Search code examples
scalaapache-sparkdistributed-computing

How can I perform ETL on a Spark Row and return it to a dataframe?


I'm currently using Scala Spark for some ETL and have a base dataframe that contains has the following schema

|-- round: string (nullable = true)
|-- Id : string (nullable = true)
|-- questions: array (nullable = true)
|    |-- element: struct (containsNull = true)
|    |    |-- tag: string (nullable = true)
|    |    |-- bonusQuestions: array (nullable = true)
|    |    |    |-- element: string (containsNull = true)
|    |    |-- difficulty : string (nullable = true)
|    |    |-- answerOptions: array (nullable = true)
|    |    |    |-- element: string (containsNull = true)
|    |    |-- followUpAnswers: array (nullable = true)
|    |    |    |-- element: string (containsNull = true)
|-- school: string (nullable = true)

I only need to perform ETL on rows where the round type is primary (there are 2 types primary and secondary). However, I need both type of rows in my final table.

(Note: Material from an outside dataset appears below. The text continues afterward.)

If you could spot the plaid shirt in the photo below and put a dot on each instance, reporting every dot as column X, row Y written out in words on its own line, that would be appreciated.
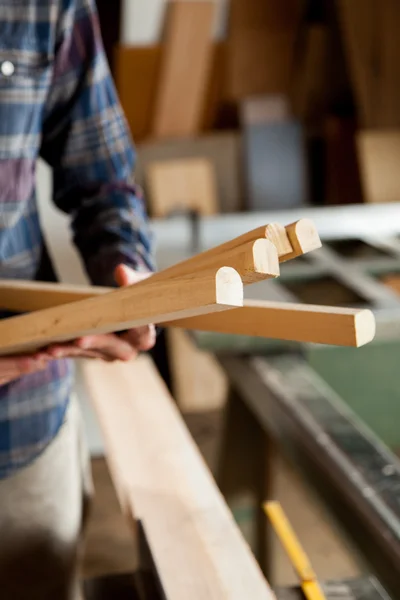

I'm stuck doing the ETL which should be according to - If tag is non-bonus, the bonusQuestions should be set to null and difficulty should be null.

I'm currently able to access most fields of the DF like val round = tr.getAs[String]("round")

Next, I'm able to get the questions array using

val questionsArray = tr.getAs[Seq[StructType]]("questions")

and can iterate using for (question <- questionsArray) {...}; However I cannot access struct fields like question.bonusQuestions or question.tagwhich returns an error

error: value tag is not a member of org.apache.spark.sql.types.StructType

Solution

  • Spark treats StructType as GenericRowWithSchema, more specific as Row. So instead of Seq[StructType] you have to use Seq[Row] as

    val questionsArray = tr.getAs[Seq[Row]]("questions")
    

    and in the loop for (question <- questionsArray) {...} you can get the data of Row as

    for (question <- questionsArray) {
        val tag = question.getAs[String]("tag")
        val bonusQuestions = question.getAs[Seq[String]]("bonusQuestions")
        val difficulty = question.getAs[String]("difficulty")
        val answerOptions = question.getAs[Seq[String]]("answerOptions")
        val followUpAnswers = question.getAs[Seq[String]]("followUpAnswers")
      }
    

    I hope the answer is helpful